HEADPHONES, CINEMATIC LISTENING, & THE FRAME OF THE SKULL ☠

Published on: January 31, 2020

Boston Cinema/Media Seminar & Lit@MIT presents HEADPHONES, CINEMATIC LISTENING, & THE FRAME OF THE SKULL

Thursday, February 27th 2020 @ 5:00pm – 7:30pm, Room 3-133

Presented by Kyle Stevens, Assistant Professor of Film Studies Appalachian State University and Visiting Assistant Professor at MIT

Response by Paula Musegades, Assistant Professor of Music & American studies at Brandeis University Listening via headphones is increasingly ordinary. Headphones have become one of the cyborgian devices that mark our era, corking the head and furnishing a response to the age-old frustration that the ear has no lid. Scholarly accounts of the sonic aspect of audiovisual texts have considered technological changes over time (such as stereo and Dolby advances) but maintain the conceptual model of a spectator in a cavernous theatrical exhibition space. My paper is interested in what happens when we use headphones to listen to movies, as we might when encountering a film on a range of domestic and mobile devices. What happens when a film’s sonic world is no longer part of a shared world? When its experience is not of the robust vibrations rattling our ears, feet, and guts in the auditorium but seemingly floating in the middle of our heads? Indeed, given that sound is essential to film’s nature as an intrinsically audiovisual medium, and that headphonic sound is so different from theatrical sound, I want to ask whether listening to a movie with headphones may constitute a new medium. I will also explore the idea that headphones transform each audience member’s head into the frame, and, in turn, indicating how this mode of aesthetic listening affects the politics and world-building of particular films. The event includes Paula Musegades Assistant Professor in the Department of Music and the American Studies Program from Brandeis University.

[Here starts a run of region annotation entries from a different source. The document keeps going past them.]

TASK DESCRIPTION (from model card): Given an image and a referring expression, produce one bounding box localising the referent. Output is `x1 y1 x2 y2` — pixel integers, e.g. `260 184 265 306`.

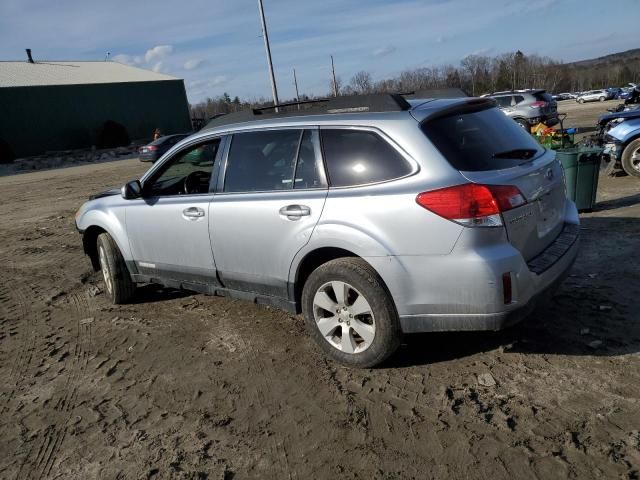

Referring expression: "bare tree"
350 70 373 94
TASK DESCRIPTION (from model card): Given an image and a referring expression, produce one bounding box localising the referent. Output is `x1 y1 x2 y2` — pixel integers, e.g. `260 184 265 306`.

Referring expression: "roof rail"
204 93 411 129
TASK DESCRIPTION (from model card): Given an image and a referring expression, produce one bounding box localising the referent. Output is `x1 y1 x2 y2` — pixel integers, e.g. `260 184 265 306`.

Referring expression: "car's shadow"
129 284 194 305
593 193 640 212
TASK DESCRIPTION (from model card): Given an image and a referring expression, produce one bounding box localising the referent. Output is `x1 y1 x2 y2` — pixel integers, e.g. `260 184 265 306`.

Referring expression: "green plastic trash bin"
556 147 602 212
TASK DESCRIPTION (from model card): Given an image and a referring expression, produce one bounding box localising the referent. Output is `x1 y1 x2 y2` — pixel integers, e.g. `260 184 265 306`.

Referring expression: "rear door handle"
280 205 311 220
182 207 204 220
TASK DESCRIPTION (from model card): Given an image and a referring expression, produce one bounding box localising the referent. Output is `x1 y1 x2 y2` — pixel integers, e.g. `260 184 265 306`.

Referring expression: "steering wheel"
183 170 211 194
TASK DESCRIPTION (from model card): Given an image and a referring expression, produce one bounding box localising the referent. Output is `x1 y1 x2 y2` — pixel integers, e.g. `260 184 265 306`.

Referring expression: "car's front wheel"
302 258 402 368
620 138 640 177
97 233 136 305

Kyle Stevens is Assistant Professor of Film Studies at Appalachian State University and Visiting Assistant Professor at MIT. He is the author of Mike Nichols: Sex, Language, and the Reinvention of Psychological Realism (Oxford University Press), co-editor of the two-volume collection Close-Up: Great Screen Performances (Edinburgh University Press), and editor of the forthcoming The Oxford Handbook of Film Theory. His essays have appeared in Cinema Journal, Critical Quarterly, Film Criticism, World Picture, as well as several edited collections.


Launched in 2015, the Boston Cinema/Media Seminar is a meeting of film and media scholars from the many colleges and universities in the greater Boston area. Drawing from the pool of local scholars across the Boston area’s many institutions as well as scholars visiting or in residence here, it runs along similar lines to seminars in other communities with high concentrations of scholars spread out across many institutions, bringing them together and encouraging a sense of community of people who work in related fields. Based on models such as the Chicago Film Seminar and the Columbia University Seminars, each meeting features a speaker who gives a substantial presentation of her or his work, followed by a formal response by an invited respondent, followed by discussion among the whole group, followed by dinner and further, informal discussion. The benefits of having a seminar like this are manifold. Graduate students and scholars at the area’s colleges and universities–many of whom have only a handful of colleagues working in a related field at their home institutions–profit from access to a community of scholars beyond their own school. Further, they hear the most recent work in the field and have an opportunity to shape it as it develops. Speakers gain access to a subset of the audience their work is most interested in reaching, and the discussion that ensues allows engagement with the prevailing concerns of cinema and media studies for everyone. The seminar capitalizes on having a critical mass of brilliant people working in cinema and media studies in the area and provides an outlet and a forum for the development of their common interests.